Friday, November 7, 2008

Patrice, Martin, and the Moons



The Moon Eclipsing the Sun
colored pencil

I have an Internet friend named Patrice. She had a question about mixed media fiber art once and pulled my name off the Internet to ask. Ever since we have been in correspondence. Patrice lives in Louisville, KY, and she graciously came to the opening of the 19th National EGA Exhibit at the tail end of August this year so that we could finally meet in person. Patrice is a teacher and an artist. She teaches children special topics in art around Louisville, especially in miniatures making, gourd work, and mixed media like quilts out of recycled materials.
In Patrice's current letter to me she talks about creativity, about being a creative person, and how she deals with certain aspects of it. Thanks, Patrice, for writing me about that, by the way.

I believe that creativity is innate within everybody, that it is a human condition. But certain people are overwhelmed with constant ideas than most others. Patrice says that she is so swarmed by ideas that she can sometimes not sleep at night. That she wakes up with ideas and goes to sleep with new ideas in her head. I know that feeling. Getting ideas is not my major stumbling block. Honing them down and homing in on the ones I want to actually execute is the hard part.
Part of my own creative process is day dreaming. I like to take a part of each day, especially in the late afternoons, lie down, and just think.

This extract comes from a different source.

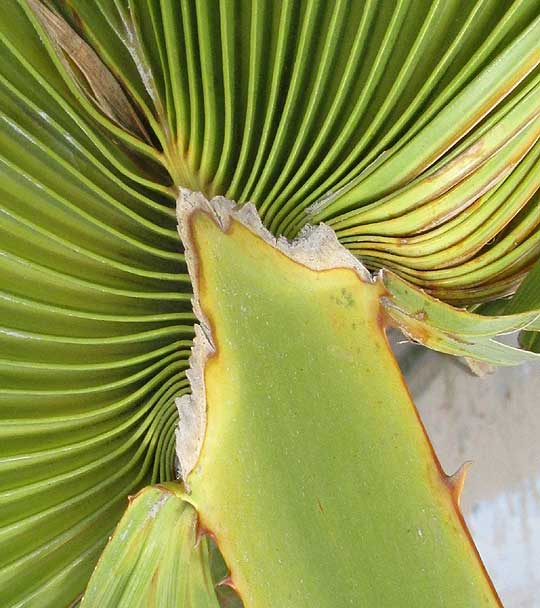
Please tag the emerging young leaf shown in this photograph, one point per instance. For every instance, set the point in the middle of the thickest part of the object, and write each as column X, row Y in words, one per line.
column 309, row 463
column 155, row 557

It's true that sometimes I fall asleep, but in the last couple of years I more often enter a meditative state where I can explore my mind. What do I do next on my current project? What colors go best with with yellow and black (my current bee theme). How else can I put together this bee sampler? Where do I go next? What else can I add to my work on my Color ICC? What has happened is that I have taken the mass of ideas that constantly bombarded me and have channeled them in this meditative state. Now I am a little (okay, a lot) older than Patrice. I think I have finally tamed part of the beast.



The Moon Asleep

I saw an interview with Martin Scorsese about creativity in artists once on PBS. It changed my world view. All of what he said made sense to me. But what I came away with is that an artist should follow where her ideas take her. This is sometimes scary because it leads to uncharted territory. I heard the interview at night one summer in 2004 and sat right down to work on stuff that had been teasing my mind for sometime. I was holding back on this work because I thought it might be too frivolous for me. But he made me realize that it was me. It was my moons.




The Moon and the Solar Wind

Right now I am on the cusp of finishing two projects. I am almost done with my Bee Book Sampler. I will certainly be done with it by Sunday morning when I next blog. And I am putting away my color theory books and dragging out my patterning theory books. Lesson 1 of the Color Correspondence Course is done and has to be sent to EGA Headquarters for approval before Carole and I can do the rest of the lessons. Now I get to work on my Master Class in Blackwork Patterning for a month and a half.
An artist gets better with time, no matter what the medium. A creative person never retires. from it.